C'est une habitude italienne peu racontée : bien des communes gardent des œuvres de premier plan dans leurs salles d'apparat, où elles finissent par n'être vues que de ceux qui y travaillent. On les regarde mieux quand la salle ouvre pour une visite ou une cérémonie.
La visite
Le bâtiment est le siège de la commune, on y entre donc aux heures de bureau ; l'accès à la salle du conseil dépend des ouvertures et des événements, mieux vaut se renseigner avant. Une demi-heure.

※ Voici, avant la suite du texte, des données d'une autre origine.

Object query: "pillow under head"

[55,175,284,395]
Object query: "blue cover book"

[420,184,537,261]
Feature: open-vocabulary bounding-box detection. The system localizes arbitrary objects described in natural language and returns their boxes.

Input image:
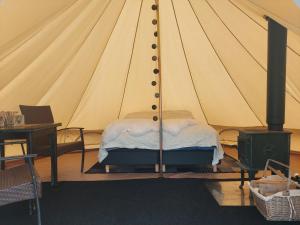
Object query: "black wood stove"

[238,18,291,187]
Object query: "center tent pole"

[152,0,163,177]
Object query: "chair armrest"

[0,154,37,161]
[57,127,84,131]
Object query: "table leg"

[49,129,57,187]
[240,169,245,189]
[248,170,256,181]
[0,139,5,170]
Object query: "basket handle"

[263,159,292,191]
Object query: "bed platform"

[101,147,217,173]
[99,110,223,172]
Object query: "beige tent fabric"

[0,0,300,149]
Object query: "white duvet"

[99,111,224,165]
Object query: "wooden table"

[0,123,61,186]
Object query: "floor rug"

[85,155,240,174]
[0,179,296,225]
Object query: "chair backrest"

[20,105,54,124]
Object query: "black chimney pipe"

[267,18,287,131]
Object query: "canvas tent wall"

[0,0,300,153]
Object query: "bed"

[98,110,224,172]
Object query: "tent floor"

[31,147,300,181]
[25,147,300,206]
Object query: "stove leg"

[105,165,110,173]
[213,165,218,173]
[155,164,159,173]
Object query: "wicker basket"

[249,160,300,221]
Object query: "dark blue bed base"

[101,147,215,166]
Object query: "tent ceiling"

[0,0,300,129]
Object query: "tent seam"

[118,0,144,119]
[228,0,300,56]
[0,2,95,92]
[188,0,264,126]
[205,0,300,104]
[171,0,209,124]
[0,0,80,61]
[66,0,126,127]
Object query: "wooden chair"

[20,105,85,172]
[0,141,42,225]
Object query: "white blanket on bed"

[99,118,223,165]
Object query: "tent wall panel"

[207,0,300,106]
[69,0,141,129]
[160,0,208,123]
[120,0,158,118]
[190,0,266,124]
[173,0,260,126]
[38,0,125,126]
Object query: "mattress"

[99,111,224,165]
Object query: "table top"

[0,123,61,134]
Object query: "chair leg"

[80,146,85,173]
[28,199,33,216]
[28,158,42,225]
[21,143,26,155]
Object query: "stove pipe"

[267,18,287,131]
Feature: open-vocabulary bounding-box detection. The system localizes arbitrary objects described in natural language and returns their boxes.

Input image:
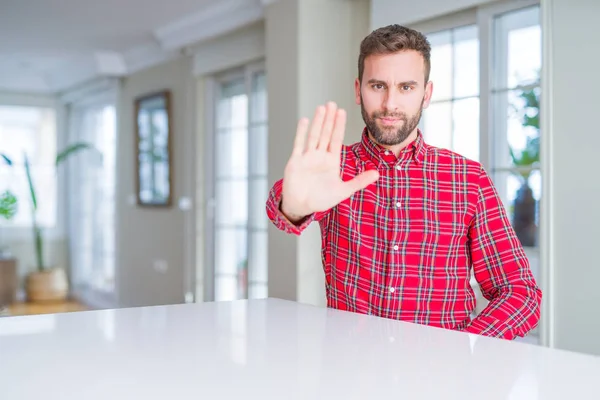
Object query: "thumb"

[346,170,379,196]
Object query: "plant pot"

[25,268,69,302]
[513,182,538,247]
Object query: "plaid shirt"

[266,130,542,339]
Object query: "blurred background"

[0,0,600,354]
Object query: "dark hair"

[358,24,431,83]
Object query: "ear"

[423,81,433,108]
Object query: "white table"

[0,299,600,400]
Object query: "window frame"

[410,0,554,346]
[0,93,68,242]
[64,82,121,308]
[202,59,267,301]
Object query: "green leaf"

[23,153,37,214]
[0,154,12,165]
[56,142,94,166]
[0,190,18,220]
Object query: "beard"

[360,96,425,146]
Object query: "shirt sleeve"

[466,168,542,340]
[266,179,329,235]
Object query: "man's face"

[355,50,433,146]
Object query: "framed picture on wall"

[135,90,173,207]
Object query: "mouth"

[379,117,401,125]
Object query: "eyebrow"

[368,79,419,86]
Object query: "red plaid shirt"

[266,131,542,339]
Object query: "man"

[266,25,542,339]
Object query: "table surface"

[0,299,600,400]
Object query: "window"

[69,104,117,295]
[491,6,542,247]
[0,106,57,228]
[421,25,479,160]
[414,0,542,342]
[209,63,268,301]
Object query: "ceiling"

[0,0,267,93]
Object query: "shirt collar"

[361,128,427,166]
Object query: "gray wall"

[266,0,370,305]
[542,0,600,355]
[117,58,195,307]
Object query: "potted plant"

[509,84,540,247]
[0,154,17,259]
[0,143,93,302]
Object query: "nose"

[383,88,400,112]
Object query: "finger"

[306,106,325,151]
[292,118,308,156]
[329,108,346,154]
[344,170,379,198]
[317,102,337,151]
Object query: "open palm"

[281,103,379,220]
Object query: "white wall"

[542,0,600,355]
[371,0,497,29]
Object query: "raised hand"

[281,103,379,222]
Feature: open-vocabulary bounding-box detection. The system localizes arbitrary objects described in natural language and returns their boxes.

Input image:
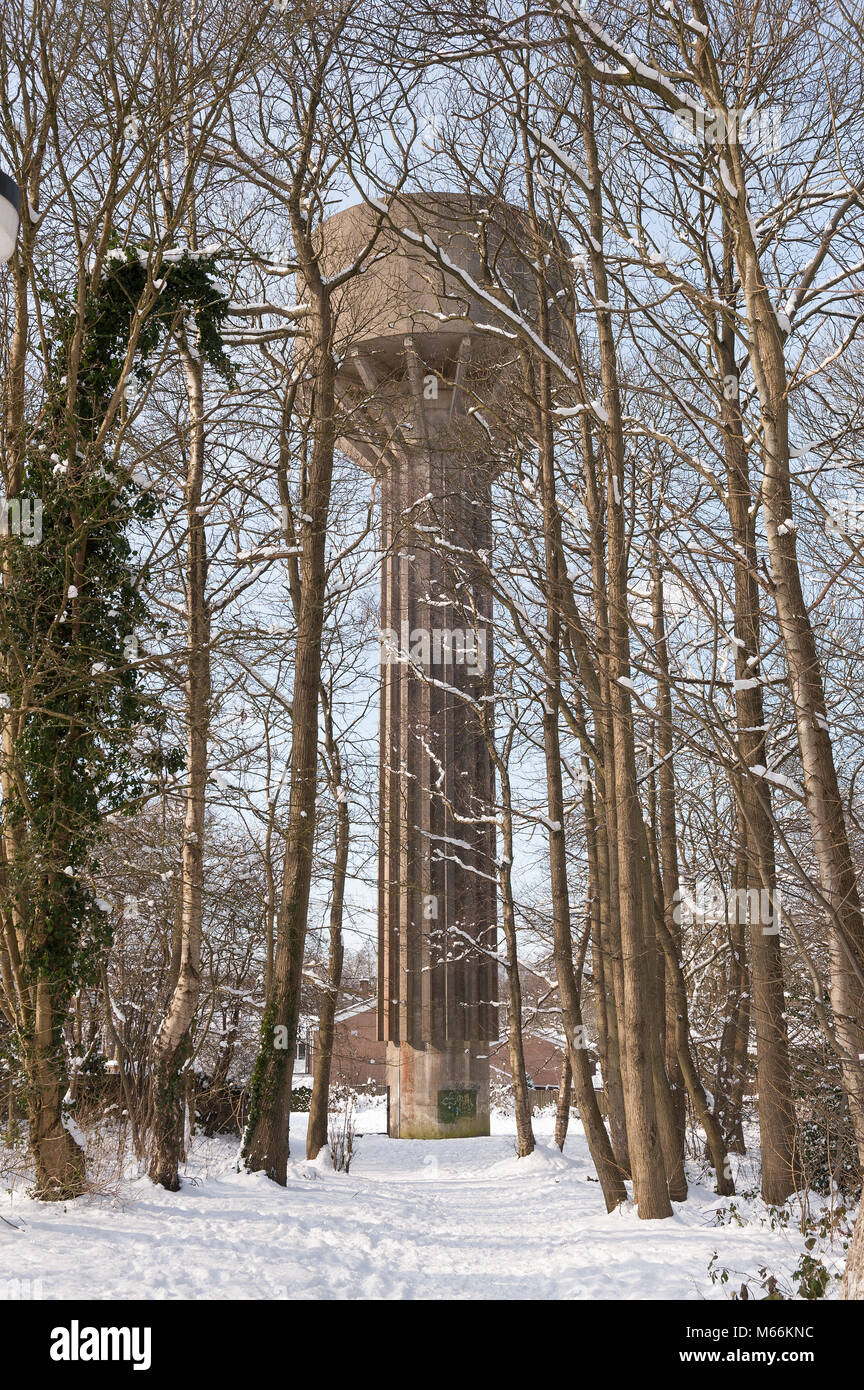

Le conseil de la rédaction
Sortez sur la place et levez les yeux vers les toits alentour : entre les maisons pointent les tours de brique des familles médiévales, celles qui ont fait appeler Alba la ville aux cent tours. La mairie s'est fait ôter son visage ancien par les restaurations, les tours non : sur la même place vous avez l'avant et l'après.